Stanley looks like a real tyke You must be soooo proud


----------



## Missgvus (Jun 18, 2011)

He's not too much of a tyke and when he is you say NO and he sits up with the 'butter wouldn't melt' look.
He makes it very hard to tell him off!!!


----------



## sarahjo (Aug 6, 2010)

Stanley is lovely, I think I need an apricot boy


----------



## EG1 (May 14, 2011)

Ah - lovely!

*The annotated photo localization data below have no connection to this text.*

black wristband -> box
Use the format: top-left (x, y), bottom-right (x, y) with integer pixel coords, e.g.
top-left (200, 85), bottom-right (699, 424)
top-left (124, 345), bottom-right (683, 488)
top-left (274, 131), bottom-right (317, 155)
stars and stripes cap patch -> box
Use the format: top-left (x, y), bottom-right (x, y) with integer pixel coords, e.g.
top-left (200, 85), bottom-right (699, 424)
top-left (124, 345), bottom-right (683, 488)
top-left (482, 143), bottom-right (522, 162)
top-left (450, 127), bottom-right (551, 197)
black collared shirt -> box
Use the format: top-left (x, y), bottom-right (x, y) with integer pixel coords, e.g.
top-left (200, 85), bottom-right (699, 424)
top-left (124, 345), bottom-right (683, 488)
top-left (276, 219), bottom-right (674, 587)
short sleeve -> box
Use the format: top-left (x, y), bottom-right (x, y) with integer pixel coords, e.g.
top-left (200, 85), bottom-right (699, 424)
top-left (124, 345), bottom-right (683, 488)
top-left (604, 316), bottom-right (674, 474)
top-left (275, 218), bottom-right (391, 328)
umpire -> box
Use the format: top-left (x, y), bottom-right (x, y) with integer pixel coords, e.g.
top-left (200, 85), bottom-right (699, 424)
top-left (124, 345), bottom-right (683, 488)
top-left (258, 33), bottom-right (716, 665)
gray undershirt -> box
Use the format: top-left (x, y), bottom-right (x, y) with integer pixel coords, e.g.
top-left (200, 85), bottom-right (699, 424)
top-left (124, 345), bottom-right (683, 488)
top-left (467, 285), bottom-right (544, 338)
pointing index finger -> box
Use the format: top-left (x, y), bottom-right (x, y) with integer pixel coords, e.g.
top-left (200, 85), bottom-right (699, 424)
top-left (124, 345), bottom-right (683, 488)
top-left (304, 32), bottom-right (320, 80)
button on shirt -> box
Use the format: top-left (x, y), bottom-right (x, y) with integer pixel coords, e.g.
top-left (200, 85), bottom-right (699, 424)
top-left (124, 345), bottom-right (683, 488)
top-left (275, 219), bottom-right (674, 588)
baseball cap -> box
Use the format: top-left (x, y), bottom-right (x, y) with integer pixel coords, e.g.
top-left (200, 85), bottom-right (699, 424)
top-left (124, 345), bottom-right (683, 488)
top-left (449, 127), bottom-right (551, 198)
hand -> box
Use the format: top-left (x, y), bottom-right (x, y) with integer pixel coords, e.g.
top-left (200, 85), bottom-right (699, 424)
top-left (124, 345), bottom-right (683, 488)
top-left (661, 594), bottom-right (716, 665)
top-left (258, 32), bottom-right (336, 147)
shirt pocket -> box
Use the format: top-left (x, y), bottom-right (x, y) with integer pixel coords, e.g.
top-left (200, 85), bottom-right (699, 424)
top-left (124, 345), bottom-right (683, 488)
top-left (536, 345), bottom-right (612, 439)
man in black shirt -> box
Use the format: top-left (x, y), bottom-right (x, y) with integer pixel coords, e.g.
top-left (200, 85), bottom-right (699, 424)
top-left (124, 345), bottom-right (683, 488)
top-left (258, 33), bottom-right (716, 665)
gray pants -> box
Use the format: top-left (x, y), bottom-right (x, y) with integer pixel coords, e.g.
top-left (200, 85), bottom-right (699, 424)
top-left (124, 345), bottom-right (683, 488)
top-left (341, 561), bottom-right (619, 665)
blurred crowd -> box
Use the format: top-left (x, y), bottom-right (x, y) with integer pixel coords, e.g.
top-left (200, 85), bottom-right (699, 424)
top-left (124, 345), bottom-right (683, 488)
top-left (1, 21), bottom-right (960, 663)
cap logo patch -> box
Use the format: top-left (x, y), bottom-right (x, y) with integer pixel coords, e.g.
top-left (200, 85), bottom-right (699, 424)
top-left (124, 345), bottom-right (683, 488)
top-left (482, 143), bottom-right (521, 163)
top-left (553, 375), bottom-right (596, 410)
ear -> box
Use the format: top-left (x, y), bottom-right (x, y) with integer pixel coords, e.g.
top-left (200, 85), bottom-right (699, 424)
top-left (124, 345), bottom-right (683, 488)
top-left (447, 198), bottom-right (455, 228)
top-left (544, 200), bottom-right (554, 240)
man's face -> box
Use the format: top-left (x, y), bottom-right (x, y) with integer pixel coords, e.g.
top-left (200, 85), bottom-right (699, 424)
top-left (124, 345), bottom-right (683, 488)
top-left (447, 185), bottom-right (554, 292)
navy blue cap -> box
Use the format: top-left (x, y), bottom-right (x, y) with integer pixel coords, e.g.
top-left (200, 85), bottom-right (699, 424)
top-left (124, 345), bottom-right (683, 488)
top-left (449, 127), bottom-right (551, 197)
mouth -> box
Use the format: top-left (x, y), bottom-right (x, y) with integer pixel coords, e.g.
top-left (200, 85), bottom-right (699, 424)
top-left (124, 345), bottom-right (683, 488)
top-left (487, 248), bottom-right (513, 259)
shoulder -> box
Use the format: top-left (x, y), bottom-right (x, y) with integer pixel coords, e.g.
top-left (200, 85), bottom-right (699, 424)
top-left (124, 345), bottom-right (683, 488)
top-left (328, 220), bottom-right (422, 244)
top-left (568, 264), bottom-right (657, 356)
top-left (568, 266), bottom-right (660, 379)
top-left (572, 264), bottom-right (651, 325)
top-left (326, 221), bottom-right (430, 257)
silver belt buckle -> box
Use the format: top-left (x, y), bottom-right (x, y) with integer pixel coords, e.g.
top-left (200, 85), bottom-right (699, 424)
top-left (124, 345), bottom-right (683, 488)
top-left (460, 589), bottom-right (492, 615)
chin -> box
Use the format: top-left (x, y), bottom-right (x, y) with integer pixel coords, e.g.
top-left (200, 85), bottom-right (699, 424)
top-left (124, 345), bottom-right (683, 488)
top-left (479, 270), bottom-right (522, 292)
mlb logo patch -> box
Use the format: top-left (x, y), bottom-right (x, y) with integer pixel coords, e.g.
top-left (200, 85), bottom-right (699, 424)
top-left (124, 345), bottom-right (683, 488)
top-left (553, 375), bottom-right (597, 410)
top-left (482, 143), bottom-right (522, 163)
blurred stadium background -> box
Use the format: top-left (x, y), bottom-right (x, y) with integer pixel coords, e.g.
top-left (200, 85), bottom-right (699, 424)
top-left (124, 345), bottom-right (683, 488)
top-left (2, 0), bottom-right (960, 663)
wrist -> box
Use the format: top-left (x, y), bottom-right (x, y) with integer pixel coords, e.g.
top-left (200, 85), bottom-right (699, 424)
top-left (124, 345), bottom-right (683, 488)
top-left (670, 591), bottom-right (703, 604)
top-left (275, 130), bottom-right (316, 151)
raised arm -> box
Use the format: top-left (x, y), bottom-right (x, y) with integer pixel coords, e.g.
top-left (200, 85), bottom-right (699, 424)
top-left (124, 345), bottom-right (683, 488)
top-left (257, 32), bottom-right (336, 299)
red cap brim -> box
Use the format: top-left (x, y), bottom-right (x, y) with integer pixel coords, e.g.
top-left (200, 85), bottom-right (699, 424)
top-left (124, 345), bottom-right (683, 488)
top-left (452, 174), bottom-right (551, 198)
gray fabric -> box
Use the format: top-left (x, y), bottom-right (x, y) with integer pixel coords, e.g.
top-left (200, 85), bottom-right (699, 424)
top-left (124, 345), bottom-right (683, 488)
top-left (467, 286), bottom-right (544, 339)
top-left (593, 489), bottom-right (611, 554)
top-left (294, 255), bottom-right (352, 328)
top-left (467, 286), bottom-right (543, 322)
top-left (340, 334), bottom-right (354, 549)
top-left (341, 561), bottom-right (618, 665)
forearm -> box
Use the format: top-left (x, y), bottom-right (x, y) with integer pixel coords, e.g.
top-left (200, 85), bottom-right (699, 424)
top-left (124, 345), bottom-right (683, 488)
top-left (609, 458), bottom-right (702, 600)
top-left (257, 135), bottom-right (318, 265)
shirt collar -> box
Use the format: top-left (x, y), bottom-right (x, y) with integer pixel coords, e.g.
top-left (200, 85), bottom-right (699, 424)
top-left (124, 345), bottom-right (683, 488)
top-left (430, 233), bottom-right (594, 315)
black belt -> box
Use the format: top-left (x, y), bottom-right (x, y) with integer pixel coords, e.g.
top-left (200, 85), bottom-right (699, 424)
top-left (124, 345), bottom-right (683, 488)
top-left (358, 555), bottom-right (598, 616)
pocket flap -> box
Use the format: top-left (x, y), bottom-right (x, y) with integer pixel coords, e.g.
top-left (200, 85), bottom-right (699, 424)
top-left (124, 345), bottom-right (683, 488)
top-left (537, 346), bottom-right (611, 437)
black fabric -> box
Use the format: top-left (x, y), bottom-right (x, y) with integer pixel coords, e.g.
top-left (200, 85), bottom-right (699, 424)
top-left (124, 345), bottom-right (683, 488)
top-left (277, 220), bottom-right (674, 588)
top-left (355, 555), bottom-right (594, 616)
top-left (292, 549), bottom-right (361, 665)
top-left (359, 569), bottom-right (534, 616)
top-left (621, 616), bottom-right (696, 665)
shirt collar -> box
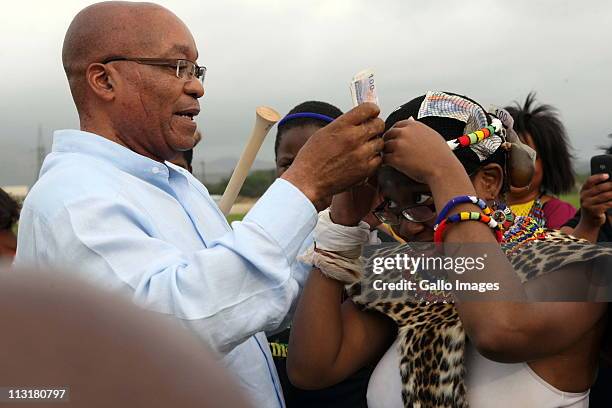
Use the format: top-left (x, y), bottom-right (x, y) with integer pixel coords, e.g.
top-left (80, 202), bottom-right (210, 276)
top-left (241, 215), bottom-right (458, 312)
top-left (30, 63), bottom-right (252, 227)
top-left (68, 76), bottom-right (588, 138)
top-left (51, 129), bottom-right (173, 182)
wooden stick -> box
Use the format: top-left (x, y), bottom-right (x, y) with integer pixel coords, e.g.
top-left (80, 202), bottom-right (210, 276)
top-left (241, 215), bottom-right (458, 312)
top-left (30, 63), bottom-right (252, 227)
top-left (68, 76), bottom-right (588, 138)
top-left (218, 106), bottom-right (280, 216)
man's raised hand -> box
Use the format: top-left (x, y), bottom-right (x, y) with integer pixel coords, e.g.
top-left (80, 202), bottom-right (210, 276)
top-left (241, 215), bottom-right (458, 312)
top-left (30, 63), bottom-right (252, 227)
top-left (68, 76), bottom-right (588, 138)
top-left (282, 102), bottom-right (384, 209)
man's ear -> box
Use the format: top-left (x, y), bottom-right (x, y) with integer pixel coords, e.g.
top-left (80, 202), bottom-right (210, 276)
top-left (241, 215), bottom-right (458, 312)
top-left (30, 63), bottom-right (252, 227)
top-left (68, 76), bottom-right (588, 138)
top-left (472, 163), bottom-right (503, 200)
top-left (86, 63), bottom-right (115, 101)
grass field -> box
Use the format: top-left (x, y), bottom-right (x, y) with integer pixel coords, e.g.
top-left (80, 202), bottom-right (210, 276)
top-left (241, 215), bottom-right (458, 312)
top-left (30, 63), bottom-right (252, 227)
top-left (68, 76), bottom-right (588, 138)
top-left (559, 192), bottom-right (580, 208)
top-left (226, 213), bottom-right (246, 223)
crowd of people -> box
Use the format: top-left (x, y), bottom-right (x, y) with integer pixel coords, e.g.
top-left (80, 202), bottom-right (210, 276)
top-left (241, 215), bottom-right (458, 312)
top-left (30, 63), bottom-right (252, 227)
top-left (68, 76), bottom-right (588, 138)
top-left (2, 2), bottom-right (611, 407)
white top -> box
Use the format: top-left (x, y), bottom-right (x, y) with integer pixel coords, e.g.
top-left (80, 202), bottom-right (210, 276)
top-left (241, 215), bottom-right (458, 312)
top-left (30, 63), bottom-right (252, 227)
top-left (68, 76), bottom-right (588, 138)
top-left (15, 130), bottom-right (318, 408)
top-left (367, 338), bottom-right (589, 408)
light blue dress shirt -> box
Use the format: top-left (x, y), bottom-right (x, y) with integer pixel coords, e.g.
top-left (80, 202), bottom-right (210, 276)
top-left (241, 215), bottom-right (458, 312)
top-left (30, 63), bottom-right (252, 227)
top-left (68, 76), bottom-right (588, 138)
top-left (14, 129), bottom-right (317, 408)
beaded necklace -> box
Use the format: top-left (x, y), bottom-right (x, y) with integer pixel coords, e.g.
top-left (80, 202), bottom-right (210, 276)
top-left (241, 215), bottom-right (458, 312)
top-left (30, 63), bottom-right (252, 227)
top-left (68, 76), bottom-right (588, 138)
top-left (491, 203), bottom-right (516, 231)
top-left (529, 197), bottom-right (546, 226)
top-left (491, 203), bottom-right (546, 254)
top-left (501, 215), bottom-right (547, 257)
top-left (510, 197), bottom-right (546, 227)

He looks very like Rupert - same hairstyle and colouring.


----------



## ali-s.j. (Jun 6, 2011)

sarahjo said:


> Stanley is lovely, I think I need an apricot boy


:iagree: He is gorgeous


----------



## mariag (Jun 19, 2011)

Awwww Stanley is such a sweetie


----------



## sharplesfamily (Apr 28, 2011)

Stanley is just scrummy!!! Lovely colouring xx


----------



## Happyad (Oct 5, 2010)

So he's an apricot/ gold that's with the liver nose and Hazel eyes. 
Handsome devil. 
It will be great over time to understand the colours better and outcomes. 
My older girl is with dark eyes and black nose. 
Who/ what were Stanleys parents?
A


----------



## lola24 (Aug 14, 2011)

how gorgeous! i love his little choccy nose!


----------



## Missgvus (Jun 18, 2011)

Happyad said:


> So he's an apricot/ gold that's with the liver nose and Hazel eyes.
> Handsome devil.
> It will be great over time to understand the colours better and outcomes.
> My older girl is with dark eyes and black nose.
> ...


He's from Jukee Doodles' Suzie crossed with Fester! All credit to Julia & Stephen for a lovely puppy. As his coat grows it's going apricot at the roots so maybe he's an Apricot Roan???? Not sure if this is a correct colour as I'm no expert!


----------